The passion for practical jokes is one of the few evidences of the policeman in John Edgar Hoover, onetime boy soprano in the Church of the Reformation choir, who for a time considered the ministry. He got his first Government job as a messenger in the Library of Congress at 18, and has drawn all his paychecks from the Government ever since. Nights he studied law, earned his bachelor's and master's degrees, then in 1917 took a "temporary" job in the Department of Justice.
John E. to J. Edgar. A born organizer and a bear for accuracy, Hoover was soon put in charge of a staff of 25, digging into the backgrounds of enemy aliens. By the time the armistice was signed, he had been appointed a special attorney, had changed his signature from John E. to J. Edgar (to avoid confusion with another Justice Department employee) and was plainly a young man on the way up.
He became a special assistant to Attorney General A. Mitchell Palmer, "the Fighting Quaker." Hoover still remembers those years with considerable distaste.
In Palmer's infamous Red raids, more than 6,000 suspects were rounded up, houses were ransacked without search warrants. Hoover's job was to prosecute the deportable aliens scooped up in the net. One of them was Ludwig Martens, the unofficial Soviet ambassador, who financed his mission to the U.S. by peddling hot diamonds. Another was Emma Goldman, the famed anarchist, who thumbed her nose at Hoover as she boarded ship.

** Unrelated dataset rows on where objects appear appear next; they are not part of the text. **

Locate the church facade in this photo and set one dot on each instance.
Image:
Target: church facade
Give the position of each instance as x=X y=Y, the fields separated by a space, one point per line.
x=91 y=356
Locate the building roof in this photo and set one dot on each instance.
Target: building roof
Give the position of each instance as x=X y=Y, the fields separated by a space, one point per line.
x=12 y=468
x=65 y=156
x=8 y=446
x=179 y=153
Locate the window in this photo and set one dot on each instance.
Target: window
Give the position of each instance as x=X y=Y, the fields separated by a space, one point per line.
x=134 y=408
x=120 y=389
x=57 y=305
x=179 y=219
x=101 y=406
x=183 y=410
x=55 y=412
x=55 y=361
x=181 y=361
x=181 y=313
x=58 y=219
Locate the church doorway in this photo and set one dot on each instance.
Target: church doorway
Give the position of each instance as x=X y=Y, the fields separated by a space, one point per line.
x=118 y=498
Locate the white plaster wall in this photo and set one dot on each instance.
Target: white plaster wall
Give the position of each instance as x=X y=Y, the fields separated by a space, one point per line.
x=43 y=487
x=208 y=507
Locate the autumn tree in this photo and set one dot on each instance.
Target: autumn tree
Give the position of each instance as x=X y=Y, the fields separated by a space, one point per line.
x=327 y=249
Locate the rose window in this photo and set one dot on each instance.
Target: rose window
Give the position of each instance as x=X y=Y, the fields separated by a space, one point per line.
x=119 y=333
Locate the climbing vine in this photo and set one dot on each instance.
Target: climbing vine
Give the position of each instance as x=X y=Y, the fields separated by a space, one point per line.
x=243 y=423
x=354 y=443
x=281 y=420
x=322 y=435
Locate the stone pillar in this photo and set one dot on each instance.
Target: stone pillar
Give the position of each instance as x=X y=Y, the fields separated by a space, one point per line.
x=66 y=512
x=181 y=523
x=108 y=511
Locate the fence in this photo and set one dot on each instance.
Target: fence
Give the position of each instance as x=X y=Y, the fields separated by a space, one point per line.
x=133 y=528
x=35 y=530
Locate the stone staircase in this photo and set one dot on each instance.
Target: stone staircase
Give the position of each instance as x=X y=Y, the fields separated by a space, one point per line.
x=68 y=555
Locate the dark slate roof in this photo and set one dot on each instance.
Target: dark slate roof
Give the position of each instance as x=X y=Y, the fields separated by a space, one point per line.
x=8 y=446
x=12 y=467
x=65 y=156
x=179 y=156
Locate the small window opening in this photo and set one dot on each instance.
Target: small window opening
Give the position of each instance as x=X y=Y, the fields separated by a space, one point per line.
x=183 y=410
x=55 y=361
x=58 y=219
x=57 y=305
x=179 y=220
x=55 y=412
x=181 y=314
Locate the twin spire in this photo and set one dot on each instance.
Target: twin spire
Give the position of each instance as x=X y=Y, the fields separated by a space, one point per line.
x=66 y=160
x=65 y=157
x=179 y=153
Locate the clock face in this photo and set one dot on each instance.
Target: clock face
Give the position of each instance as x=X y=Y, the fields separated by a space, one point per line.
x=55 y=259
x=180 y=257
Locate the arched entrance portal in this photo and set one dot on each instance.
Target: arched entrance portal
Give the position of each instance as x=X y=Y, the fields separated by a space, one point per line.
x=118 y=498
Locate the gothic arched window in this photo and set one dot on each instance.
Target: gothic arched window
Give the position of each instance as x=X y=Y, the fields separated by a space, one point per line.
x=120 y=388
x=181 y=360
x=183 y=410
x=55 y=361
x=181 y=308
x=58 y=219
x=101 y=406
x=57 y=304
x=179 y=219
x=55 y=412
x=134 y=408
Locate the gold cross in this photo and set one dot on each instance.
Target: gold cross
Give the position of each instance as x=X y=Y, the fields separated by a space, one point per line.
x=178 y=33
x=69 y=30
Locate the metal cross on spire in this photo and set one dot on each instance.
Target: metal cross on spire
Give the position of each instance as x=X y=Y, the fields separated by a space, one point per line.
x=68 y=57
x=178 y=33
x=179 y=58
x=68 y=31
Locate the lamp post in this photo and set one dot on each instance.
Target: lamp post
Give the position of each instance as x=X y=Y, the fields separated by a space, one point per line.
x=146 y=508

Then came President Warren Harding and Attorney General Harry Daugherty's spoils-hungry Ohio gang. Under Director William J. Burns, the old private eye, Bureau of Investigation badges were handed out to deserving politicians. The bureau's rolls were filled with unsavory characters and it seemed to operate on the principle that it takes a crook to catch a crook.
Hoover, who had become assistant di rector of the bureau, says of that dismal period: "In those days no one ever let on he was connected with the bureau. He'd have been ashamed to. Everybody would have set him down as a political hanger-on, or a crook."